New York residents may be interested to learn that a New Jersey-based management firm along with its CEO have agreed to pay more than $4 million in order to settle charges after they were accused of being involved in a Ponzi scheme. According to the Securities and Exchange Commission, the firm used new investor money to pay earlier investors.

The SEC’s complaint stated that the firm, Verto Capital Management, raised about $12.5 million to allegedly purchase and sell life insurance policies on the secondary market. The SEC alleged that the firm misrepresented its profitability to investors even though it had actually not been profitable for several years.
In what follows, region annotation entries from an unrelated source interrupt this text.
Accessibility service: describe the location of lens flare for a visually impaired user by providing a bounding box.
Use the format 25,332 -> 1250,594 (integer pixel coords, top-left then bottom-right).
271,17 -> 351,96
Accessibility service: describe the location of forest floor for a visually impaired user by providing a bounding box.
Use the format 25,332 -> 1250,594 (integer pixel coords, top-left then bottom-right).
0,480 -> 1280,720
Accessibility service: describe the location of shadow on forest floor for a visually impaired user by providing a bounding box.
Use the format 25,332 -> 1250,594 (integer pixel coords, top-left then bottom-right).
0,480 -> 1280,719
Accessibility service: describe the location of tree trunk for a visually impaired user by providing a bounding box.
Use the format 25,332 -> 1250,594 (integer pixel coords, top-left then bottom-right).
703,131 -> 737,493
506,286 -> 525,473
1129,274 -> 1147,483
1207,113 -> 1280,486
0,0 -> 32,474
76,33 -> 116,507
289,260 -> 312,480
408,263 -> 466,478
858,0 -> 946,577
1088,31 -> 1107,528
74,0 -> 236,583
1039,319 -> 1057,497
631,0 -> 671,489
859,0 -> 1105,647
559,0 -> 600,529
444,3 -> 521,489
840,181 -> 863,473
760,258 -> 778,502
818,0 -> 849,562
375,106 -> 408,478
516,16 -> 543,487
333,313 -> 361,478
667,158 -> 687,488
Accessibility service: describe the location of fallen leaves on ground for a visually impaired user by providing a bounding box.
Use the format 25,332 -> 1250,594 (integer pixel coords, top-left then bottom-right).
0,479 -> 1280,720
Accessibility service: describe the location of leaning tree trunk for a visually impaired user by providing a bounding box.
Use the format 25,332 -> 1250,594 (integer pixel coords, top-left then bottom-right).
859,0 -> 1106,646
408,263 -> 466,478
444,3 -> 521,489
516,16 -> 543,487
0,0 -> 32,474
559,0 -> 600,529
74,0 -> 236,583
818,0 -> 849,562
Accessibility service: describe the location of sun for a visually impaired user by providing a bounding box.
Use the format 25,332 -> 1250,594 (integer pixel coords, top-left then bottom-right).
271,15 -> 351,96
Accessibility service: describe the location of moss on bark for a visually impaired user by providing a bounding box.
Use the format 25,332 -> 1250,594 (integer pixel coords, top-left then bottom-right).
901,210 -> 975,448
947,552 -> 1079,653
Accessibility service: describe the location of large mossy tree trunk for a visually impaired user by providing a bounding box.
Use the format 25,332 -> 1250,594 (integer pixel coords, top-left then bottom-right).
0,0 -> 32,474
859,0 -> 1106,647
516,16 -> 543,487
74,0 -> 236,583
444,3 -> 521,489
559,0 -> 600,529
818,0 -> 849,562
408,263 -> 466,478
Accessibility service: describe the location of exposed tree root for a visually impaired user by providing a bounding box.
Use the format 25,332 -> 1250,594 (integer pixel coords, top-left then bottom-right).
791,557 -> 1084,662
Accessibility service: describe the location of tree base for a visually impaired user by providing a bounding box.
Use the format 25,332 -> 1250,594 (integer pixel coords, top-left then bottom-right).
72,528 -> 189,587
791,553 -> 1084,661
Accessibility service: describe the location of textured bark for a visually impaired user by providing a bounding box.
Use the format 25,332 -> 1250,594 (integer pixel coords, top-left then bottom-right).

The funds that were raised were reportedly used to pay earlier investors and the CEO.

It was also alleged that the firm specifically targeted religious investors and told them that the investments were strictly short-term with little risk of default. In order to return the money to investors who were harmed, an SEC Fair Fund will be created. The CEO and the firm will pay about $3,400,000 plus interest. They also agreed to pay a $600,000 penalty. The settlement also means that they did not have to admit to or deny the allegations.

When people are accused of this type of investment fraud, the legal consequences could be particularly harsh if they do not seek appropriate legal representation. If they are convicted, they could be sentenced to prison and be required to pay back the funds that they allegedly took. Accordingly, they might find it advisable to meet with a criminal defense attorney as soon as possible so that a strategy to counter the charges can be constructed.